Recently I have become more and more curious about thinking like a computer scientist. Thinking about things in high level concepts and patterns allows to grasp the birds eye view of a problem and apply the same reasoning to a wide variety of circumstances.

I have also discovered people like Bjarne Stroustrup and others and along the lines of things they say includes certain must haves of a “card carrying” Software Engineer.

My First Algorithm Implementation

In working towards that goal of broader understanding I recently took up Standford’s Online Algorithm’s Course offered by the popular online learning platform Coursera.

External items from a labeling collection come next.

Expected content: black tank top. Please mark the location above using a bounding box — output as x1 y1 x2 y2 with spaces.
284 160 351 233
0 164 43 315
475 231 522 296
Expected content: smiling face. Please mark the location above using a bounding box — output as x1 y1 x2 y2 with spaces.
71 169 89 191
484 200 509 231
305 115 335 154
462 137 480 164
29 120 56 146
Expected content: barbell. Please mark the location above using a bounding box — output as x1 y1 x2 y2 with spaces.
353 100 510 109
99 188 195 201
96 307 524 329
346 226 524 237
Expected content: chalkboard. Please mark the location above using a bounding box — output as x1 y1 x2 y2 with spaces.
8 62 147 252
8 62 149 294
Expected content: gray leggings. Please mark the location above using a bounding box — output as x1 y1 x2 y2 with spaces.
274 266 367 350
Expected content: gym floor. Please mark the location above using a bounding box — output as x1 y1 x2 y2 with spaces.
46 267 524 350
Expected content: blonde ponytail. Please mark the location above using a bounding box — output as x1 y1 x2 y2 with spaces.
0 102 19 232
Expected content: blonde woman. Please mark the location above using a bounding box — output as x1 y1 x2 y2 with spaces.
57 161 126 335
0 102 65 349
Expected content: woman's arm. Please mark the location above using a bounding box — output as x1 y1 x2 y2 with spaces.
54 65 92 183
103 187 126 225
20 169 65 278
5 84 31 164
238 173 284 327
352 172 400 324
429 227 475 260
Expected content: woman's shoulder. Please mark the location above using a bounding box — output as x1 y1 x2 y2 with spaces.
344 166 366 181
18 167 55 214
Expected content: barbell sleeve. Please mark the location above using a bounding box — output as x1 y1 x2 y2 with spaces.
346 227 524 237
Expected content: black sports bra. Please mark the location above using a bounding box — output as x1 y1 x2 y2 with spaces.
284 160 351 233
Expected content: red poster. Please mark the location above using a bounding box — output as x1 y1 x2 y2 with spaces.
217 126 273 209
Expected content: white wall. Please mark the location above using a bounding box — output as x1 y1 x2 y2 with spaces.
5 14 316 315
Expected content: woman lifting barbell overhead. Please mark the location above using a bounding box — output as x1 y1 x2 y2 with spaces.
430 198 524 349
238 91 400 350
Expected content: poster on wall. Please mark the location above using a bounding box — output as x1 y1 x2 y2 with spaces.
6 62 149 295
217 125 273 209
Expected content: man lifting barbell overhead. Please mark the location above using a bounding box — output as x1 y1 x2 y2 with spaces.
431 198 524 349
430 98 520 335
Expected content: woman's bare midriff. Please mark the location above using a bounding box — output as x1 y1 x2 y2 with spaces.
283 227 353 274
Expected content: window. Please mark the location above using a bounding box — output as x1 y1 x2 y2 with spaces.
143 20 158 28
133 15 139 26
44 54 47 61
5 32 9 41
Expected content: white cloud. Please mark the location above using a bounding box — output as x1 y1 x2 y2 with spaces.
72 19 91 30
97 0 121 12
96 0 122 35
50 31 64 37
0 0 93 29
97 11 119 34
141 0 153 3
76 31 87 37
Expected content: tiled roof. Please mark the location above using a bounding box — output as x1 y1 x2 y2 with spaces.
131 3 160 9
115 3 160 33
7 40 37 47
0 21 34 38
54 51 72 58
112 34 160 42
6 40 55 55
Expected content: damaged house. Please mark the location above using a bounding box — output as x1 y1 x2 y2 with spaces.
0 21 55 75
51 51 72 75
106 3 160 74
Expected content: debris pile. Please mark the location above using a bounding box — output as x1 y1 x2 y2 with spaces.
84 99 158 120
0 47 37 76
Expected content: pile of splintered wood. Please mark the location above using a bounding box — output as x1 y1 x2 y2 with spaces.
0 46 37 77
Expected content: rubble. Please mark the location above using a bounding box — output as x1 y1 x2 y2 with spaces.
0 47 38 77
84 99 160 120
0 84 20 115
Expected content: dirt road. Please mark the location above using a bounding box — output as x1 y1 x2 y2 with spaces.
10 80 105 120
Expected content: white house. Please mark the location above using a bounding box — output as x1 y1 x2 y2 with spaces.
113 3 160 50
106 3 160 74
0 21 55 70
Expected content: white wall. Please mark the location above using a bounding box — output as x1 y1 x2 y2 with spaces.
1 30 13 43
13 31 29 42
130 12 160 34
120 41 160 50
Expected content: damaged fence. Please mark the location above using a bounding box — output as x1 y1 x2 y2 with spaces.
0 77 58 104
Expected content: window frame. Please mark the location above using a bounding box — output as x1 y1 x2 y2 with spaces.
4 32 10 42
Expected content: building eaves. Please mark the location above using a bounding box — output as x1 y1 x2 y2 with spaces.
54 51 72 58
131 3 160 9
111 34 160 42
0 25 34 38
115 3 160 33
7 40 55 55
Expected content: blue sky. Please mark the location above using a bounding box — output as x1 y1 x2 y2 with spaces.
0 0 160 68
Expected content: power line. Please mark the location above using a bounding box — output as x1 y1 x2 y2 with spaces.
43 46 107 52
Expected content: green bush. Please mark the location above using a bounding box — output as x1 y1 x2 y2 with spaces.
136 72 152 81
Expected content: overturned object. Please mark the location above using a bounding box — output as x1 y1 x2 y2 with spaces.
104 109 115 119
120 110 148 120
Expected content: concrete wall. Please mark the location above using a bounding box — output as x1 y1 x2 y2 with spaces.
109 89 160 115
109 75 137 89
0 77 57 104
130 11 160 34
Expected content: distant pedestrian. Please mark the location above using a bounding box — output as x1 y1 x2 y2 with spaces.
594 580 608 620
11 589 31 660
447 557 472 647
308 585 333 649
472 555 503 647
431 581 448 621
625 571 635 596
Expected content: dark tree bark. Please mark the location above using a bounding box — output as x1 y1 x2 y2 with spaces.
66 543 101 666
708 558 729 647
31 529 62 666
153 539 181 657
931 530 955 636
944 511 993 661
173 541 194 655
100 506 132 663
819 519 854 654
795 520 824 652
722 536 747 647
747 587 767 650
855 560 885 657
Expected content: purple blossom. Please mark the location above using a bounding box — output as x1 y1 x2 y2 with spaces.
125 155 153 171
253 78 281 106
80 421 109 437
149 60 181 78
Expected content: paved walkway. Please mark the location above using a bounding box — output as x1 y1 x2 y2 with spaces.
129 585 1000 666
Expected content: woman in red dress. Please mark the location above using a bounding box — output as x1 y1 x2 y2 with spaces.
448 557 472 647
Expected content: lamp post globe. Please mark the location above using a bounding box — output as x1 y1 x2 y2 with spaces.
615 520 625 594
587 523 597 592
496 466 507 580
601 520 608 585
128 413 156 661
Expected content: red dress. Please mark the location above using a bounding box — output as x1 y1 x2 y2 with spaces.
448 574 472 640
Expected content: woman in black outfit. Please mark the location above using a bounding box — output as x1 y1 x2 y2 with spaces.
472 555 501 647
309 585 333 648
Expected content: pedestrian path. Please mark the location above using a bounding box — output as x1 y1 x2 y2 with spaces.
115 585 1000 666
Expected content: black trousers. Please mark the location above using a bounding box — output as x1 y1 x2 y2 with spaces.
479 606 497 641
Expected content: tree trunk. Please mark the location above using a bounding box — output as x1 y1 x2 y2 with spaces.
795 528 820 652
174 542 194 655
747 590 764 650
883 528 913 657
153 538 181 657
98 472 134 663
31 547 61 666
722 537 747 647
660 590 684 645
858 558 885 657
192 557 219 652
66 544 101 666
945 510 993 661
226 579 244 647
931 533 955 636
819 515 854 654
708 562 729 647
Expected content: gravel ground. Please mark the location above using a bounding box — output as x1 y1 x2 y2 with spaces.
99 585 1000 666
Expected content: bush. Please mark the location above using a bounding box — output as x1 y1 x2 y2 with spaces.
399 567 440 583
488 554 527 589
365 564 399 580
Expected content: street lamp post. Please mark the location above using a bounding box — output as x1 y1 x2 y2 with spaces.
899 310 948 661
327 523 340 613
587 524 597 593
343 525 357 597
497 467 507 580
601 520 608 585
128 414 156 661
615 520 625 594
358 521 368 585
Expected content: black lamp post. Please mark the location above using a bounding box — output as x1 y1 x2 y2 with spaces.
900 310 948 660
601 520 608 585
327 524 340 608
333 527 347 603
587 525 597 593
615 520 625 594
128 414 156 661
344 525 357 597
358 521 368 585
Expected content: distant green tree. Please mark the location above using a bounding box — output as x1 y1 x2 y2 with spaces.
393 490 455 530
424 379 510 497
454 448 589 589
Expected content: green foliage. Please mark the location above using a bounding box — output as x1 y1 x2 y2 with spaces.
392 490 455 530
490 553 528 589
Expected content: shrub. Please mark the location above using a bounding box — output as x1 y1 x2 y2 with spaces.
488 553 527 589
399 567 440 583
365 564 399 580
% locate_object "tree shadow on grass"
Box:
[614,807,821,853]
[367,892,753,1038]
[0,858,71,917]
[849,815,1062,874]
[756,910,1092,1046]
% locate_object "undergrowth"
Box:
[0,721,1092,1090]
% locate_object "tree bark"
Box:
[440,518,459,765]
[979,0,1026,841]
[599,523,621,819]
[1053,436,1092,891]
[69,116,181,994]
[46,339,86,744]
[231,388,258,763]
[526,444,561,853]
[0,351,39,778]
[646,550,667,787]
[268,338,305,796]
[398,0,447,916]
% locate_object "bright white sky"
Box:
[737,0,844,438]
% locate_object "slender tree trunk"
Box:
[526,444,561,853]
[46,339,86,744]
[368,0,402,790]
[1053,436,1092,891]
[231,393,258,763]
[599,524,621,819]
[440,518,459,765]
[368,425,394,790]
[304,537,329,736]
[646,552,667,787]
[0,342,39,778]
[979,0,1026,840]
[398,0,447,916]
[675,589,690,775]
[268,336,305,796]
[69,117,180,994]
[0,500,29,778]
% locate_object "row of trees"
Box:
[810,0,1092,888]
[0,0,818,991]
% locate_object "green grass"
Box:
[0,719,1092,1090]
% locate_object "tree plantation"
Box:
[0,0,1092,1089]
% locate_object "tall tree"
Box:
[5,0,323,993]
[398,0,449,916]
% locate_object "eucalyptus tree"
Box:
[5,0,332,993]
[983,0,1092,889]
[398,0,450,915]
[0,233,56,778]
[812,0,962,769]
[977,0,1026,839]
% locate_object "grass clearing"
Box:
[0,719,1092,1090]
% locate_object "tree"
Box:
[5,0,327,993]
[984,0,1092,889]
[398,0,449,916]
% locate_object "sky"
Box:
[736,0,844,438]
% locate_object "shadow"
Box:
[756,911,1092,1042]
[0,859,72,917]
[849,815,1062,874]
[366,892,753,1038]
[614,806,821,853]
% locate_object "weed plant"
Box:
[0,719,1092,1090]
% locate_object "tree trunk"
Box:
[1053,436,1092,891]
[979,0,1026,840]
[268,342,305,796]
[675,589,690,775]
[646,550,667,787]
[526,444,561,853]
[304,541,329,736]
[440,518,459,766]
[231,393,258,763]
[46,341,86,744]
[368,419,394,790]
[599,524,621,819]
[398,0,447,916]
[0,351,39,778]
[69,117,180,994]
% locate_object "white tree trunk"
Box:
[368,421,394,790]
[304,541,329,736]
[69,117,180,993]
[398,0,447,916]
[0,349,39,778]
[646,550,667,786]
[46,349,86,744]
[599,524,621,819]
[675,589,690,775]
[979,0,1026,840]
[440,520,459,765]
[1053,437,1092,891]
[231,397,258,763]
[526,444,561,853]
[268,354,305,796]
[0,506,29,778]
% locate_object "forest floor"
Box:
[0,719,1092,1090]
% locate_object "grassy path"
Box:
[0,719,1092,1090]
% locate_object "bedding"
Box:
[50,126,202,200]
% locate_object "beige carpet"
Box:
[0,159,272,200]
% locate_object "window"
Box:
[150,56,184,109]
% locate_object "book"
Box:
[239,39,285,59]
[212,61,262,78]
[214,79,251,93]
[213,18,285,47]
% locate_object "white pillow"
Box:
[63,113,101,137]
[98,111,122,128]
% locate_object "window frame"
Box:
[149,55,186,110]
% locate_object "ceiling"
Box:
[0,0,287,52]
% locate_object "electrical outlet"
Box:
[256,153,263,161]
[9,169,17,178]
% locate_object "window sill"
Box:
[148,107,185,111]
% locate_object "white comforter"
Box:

I am still on the first week, and I am not doing the course with a lower level language like C++ or a recommended popular one like Python. Nonetheless I figure I can use the language I am comfortable with - Ruby - whilst I keep learning the others.

It has been quite challenging, one of the multiple choice questions in the Problem Set for this first week had me retry it enough times to get to the right answer by elimination. But even then I learned new interesting things along the way. Such as this awesome graphing tool to compare rate of growth of different functions.

Karatsuba Multiplication

So it turns out quite interestingly enough that there’s more then one way to multiply two integers, beyond the one we learn in school. Mind blowing I know. One such way is this cool sounding Karatsuba Algorithm which was the subject of our first week’s programming assignment.

Below I will try going through my thinking to get to my final implementation which accurately calculated the assigned multiplication of two integers of 64 digits length.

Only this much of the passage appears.